I couldn’t begin to imagine the struggles of parents with children deeper in the spectrum. I’ve had enough sleepless nights about Julian as it is. If I had children further in, I would try everything to help bring them out.

For as much of a medication minimalist as I am, I fully realize that there is a need for a pharmaceutical intervention in a lot of cases. I’ve seen traditional pharmaceutical regimens do wonderful things for some pediatric patients, but I’ve also seen others work to no avail.

If only there were something else that modern medicine could offer. Fortunately, there may be.

In states that have legalized medical cannabis, there have been numerous testimonials of how seemingly intractable children were brought out of their shells after attempting a cannabis oil regimen. I can’t wait for the day when I can recommend cannabis as a legitimate therapy without the fear of losing my license.

I may not have to wait much longer.

Pennsylvania’s current medical cannabis legislation recently passed the General Assembly by nearly 100 votes. All that’s needed now is State Senate approval of the version with amendments proposed by the Assembly. Governor Tom Wolf has promised to sign the legislation when it hits his desk.
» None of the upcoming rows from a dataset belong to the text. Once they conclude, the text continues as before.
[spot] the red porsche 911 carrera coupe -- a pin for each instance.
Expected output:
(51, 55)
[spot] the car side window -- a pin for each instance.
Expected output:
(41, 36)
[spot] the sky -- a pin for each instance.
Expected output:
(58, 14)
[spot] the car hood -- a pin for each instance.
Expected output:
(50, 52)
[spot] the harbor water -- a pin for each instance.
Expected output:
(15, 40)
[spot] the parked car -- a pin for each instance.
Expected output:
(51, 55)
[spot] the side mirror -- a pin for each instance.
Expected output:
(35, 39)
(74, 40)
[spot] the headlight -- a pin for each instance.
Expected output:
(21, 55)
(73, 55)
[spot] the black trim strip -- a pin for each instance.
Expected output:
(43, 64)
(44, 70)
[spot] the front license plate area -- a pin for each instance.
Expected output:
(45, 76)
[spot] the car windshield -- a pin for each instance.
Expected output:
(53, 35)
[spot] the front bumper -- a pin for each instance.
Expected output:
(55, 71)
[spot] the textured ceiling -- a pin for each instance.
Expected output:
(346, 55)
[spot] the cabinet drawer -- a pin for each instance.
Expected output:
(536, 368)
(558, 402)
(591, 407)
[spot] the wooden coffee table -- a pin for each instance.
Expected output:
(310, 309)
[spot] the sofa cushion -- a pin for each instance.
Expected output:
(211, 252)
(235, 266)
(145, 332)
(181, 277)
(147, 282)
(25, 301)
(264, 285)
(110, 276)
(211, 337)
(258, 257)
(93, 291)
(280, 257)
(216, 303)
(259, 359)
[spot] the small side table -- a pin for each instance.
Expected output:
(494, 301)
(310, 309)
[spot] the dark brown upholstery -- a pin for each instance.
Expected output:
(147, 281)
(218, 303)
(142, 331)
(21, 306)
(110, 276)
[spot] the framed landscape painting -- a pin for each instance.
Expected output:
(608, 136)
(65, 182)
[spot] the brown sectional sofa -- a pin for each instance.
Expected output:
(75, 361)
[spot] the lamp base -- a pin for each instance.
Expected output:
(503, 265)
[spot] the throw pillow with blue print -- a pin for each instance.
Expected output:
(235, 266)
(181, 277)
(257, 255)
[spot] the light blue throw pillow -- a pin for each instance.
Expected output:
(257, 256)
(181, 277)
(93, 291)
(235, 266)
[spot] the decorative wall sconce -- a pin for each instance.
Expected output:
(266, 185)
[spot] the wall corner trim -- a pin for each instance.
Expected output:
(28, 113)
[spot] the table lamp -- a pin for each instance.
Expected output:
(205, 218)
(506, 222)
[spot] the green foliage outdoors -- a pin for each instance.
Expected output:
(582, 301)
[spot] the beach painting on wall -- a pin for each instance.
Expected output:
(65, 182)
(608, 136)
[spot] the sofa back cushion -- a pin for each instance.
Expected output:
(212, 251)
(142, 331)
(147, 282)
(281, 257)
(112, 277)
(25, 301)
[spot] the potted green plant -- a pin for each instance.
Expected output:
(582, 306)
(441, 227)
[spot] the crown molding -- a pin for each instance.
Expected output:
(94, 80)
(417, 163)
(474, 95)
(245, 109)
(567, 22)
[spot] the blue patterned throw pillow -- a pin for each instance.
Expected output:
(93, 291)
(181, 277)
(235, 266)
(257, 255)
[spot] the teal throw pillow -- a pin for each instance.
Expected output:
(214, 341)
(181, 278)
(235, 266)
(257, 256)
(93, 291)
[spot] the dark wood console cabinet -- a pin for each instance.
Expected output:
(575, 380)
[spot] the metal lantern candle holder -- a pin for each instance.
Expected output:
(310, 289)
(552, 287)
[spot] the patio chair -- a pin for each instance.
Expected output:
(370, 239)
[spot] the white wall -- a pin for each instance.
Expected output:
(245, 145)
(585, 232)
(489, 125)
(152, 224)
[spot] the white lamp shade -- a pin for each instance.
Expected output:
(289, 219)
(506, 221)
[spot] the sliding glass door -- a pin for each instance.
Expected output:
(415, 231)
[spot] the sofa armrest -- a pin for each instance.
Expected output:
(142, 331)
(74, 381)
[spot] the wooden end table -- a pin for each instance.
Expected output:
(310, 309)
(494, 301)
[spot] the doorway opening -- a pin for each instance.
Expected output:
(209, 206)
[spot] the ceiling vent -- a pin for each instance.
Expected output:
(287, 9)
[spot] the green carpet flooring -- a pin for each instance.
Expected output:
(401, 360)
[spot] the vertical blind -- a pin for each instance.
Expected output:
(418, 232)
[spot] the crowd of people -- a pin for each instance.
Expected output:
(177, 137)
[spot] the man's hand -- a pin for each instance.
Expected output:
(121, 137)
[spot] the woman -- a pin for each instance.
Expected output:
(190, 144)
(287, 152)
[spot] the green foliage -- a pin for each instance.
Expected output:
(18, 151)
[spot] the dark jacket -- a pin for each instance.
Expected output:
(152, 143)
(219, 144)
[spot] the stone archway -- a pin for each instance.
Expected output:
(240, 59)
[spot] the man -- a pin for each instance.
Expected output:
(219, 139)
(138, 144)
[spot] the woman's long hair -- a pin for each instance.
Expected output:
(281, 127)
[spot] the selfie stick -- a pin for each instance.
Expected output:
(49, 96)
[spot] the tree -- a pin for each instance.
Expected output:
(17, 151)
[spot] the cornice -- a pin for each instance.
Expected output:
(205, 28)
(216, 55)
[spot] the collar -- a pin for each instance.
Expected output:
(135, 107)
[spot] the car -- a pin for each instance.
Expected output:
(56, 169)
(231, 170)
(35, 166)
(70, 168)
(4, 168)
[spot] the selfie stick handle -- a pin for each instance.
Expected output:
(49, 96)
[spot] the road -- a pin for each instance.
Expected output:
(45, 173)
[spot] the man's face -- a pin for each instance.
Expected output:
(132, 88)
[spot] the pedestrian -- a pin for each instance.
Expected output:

It has yet to be determined who will be doing the dispensing, but I feel that it would be nothing short of a crime if medical cannabis isn’t dispensed by pharmacists. Pharmaceutical compounding and dispensing are what we’re trained to do.

Everything possible should be done for those with autism. I believe that cannabis oil would be a powerful ally in the treatment of the affected.

Currently, autism is not an approved diagnosis in Pennsylvania’s proposed legislation, and I think that issue should be addressed and amended immediately. There’s a lot to be gained if it is.

Jay Sochoka, RPh, knows of which he speaks.